Florida has a bad reputation. Mostly this is swapping weird for bad, but that’s what you get with a state that’s basically 10 different communities. Part-of-the-reason Florida is this way is because of migration, starting in the early part of the century. At first railroads brought people to Florida. That was okay. But as automobiles improved an allowed for autonomy—I’ll go where I please when I please—Florida improved as well. Christopher Knowlton’s book, Bubble in the Sun is the story of the 1920’s Florida land boom but the precursor to speculation was transpiration: “The resorts towns would remain no more than winter retreats until better, more numerous roads could be built, freeing potential year-round residents from their dependency on the railroad.” A generation later another technology brought people to the sunshine state when air conditioning went from one-in-six homes in 1960 to three-in-six homes by 1980. Think of Florida. Think of the beaches, the bars, the boats. Think of white sand, blue water, and Mickey Mouse red. All that awesome stuff is thanks to asphalt and air-conditioning. Thanks to the boring. 

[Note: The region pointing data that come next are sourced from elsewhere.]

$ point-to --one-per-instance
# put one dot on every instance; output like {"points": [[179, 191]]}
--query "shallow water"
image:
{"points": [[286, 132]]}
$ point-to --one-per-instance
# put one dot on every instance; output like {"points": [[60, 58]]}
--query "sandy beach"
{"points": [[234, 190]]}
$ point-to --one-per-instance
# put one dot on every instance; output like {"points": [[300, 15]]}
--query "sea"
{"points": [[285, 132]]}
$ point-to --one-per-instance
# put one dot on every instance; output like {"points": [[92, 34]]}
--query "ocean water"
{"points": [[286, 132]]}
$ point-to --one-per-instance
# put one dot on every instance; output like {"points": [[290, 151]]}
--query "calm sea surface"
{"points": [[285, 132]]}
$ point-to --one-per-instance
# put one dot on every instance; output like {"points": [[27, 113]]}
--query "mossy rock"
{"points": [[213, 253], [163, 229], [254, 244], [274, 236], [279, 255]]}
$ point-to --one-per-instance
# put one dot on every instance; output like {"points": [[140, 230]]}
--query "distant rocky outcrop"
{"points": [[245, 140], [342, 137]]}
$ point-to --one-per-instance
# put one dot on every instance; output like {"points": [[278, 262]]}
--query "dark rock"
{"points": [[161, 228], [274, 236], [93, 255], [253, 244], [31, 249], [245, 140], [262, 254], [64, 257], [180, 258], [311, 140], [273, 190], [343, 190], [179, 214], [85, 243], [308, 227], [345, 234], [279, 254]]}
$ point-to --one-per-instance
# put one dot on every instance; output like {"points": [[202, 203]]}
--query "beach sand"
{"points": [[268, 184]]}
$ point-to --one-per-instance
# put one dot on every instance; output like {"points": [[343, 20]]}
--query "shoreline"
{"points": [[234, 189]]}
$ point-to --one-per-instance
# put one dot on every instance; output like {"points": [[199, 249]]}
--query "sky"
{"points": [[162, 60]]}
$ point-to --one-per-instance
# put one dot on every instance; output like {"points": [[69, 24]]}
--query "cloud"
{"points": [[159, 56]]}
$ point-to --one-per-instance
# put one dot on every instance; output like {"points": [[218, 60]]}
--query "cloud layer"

Charle Songhurst explained this idea to Patrick O’Shaughnessy

About recruiting: 

“You really don’t want to be sitting there in San Francisco trying to close your candidate when John Collison is trying to close the candidate as the alternative—because John’s going to win…Whereas if you’re hiring that person in Kiev and their other option is working in outsourced IT for Deutsche Bank it’s a much much easier win. What you want to find is the incredibly qualified people in weakly competitive labor markets.” 

About information:

“Trying to be smarter than other people is very hard and doesn’t work very often. Trying to have an insight that you get because you sit in a different information flow just seems exponentially easier.” 

About industries:

“If you pick two axes, boredom and complexity. You want highly boring highly complex because everything in the universe is a supply-and-demand curve and you get an insufficient supply of entrepreneurs in the highly boring, highly complex space and therefore elevated returns.” 

The central question to Songhurst’s approach is where? Where should we recruit? Where should I get my information? Where should we compete? There are places where things are easier. Non-consumption, new JTBDs, or the funny

Florida’s development was boring, and Songhurst would have invested. Now though? Nah, he’s looking elsewhere.